Making faith relevant

October 07, 2013 12:06 am | Updated December 04, 2021 11:03 pm IST

Pope Francis may have been an unlikely successor to Pope Benedict XVI, but he is already emerging as a remarkable pontiff, one who has always led a simple life himself, who understands the kinds of lives led by many Roman Catholics, and who also knows the dangers of a remote clergy apparently more concerned with specific forms of orthodoxy than with the mission of providing a spiritual space for all of the faithful in our complex and troubled times. That the Church of Rome faces serious problems is clear, with declining attendance and a shrinking priesthood, especially in developed countries, with widening rifts between followers’ attitudes in the developed and developing worlds, and with terrible scandals of child sex abuse, corruption, and incompetence which would have destroyed many a lesser institution. The Pope’s fellow priests probably know that very well, but the way His Holiness has responded to the situation is making the world sit up and take note.

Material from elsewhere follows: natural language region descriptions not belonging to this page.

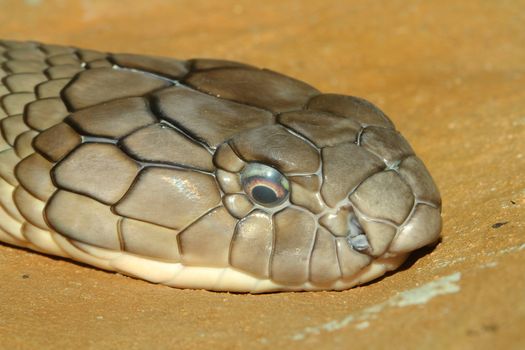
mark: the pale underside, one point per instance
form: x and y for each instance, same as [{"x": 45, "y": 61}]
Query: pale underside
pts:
[{"x": 132, "y": 164}]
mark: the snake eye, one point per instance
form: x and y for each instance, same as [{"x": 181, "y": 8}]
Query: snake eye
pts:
[{"x": 264, "y": 185}]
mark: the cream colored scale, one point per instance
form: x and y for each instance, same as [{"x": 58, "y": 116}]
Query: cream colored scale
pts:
[{"x": 203, "y": 173}]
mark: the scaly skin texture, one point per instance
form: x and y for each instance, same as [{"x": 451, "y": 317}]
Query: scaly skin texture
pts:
[{"x": 138, "y": 164}]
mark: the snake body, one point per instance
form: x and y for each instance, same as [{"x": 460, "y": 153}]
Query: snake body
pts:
[{"x": 203, "y": 173}]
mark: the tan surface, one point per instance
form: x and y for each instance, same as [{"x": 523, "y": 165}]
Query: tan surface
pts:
[{"x": 451, "y": 76}]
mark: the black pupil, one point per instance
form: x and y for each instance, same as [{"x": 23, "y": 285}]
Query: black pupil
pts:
[{"x": 263, "y": 194}]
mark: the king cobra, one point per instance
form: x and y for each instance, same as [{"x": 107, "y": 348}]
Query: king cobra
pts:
[{"x": 204, "y": 173}]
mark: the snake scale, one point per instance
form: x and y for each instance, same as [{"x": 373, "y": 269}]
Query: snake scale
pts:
[{"x": 203, "y": 173}]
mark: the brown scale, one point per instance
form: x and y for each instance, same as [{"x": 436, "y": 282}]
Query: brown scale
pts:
[{"x": 150, "y": 155}]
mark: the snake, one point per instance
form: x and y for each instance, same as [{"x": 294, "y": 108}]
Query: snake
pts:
[{"x": 204, "y": 173}]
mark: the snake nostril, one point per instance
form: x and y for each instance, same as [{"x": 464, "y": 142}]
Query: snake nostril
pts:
[{"x": 356, "y": 235}]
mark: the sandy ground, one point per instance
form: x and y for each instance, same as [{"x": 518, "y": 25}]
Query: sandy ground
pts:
[{"x": 451, "y": 74}]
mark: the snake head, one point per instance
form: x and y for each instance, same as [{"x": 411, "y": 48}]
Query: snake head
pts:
[{"x": 330, "y": 195}]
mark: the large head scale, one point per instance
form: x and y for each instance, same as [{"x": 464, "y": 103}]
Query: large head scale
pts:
[{"x": 217, "y": 175}]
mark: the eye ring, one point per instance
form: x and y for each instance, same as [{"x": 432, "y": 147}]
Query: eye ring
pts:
[{"x": 265, "y": 185}]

In an interview with the Italian Jesuit magazine La Civiltà Cattolica , which has been translated and republished in the American Jesuit journal America , the pontiff says the Church is “the community of God’s people.” Therefore, one of its first tasks is to recognise “how human beings understand themselves today.” The Pope had already made waves by replying to a question on gay priests, “Who am I to judge?” but now he has gone further, saying that the Church must not “interfere spiritually” in the lives of gays and lesbians and that priests must not be obsessed with homosexuality, abortion, and contraception to the neglect of their wider mission, which is to proclaim and spread the “saving love of God.” Even the way that is done could be radically reformed; Pope Francis says local doctrinal issues are best addressed by local bishops’ conferences, with the Vatican available for consultation. Furthermore, the pontiff is clear about a stronger role for women: “the feminine genius is needed wherever we make important decisions.” Just as radically, on September 22, the Pope told 20,000 listeners in Sardinia that the world must abandon its “idolatry of greed” and reform the global financial system. Significantly, the Pope has not proposed changing the church’s line on homosexuality, contraception, and abortion — or on women priests — but he has reminded all the world’s 1.2 billion Catholics that if they do not end their obsession with those issues and start acknowledging humanity as it is today, the Church’s moral edifice could fall “like a house of cards.” For Roman Catholicism, His Holiness may well be a truly world-historic figure.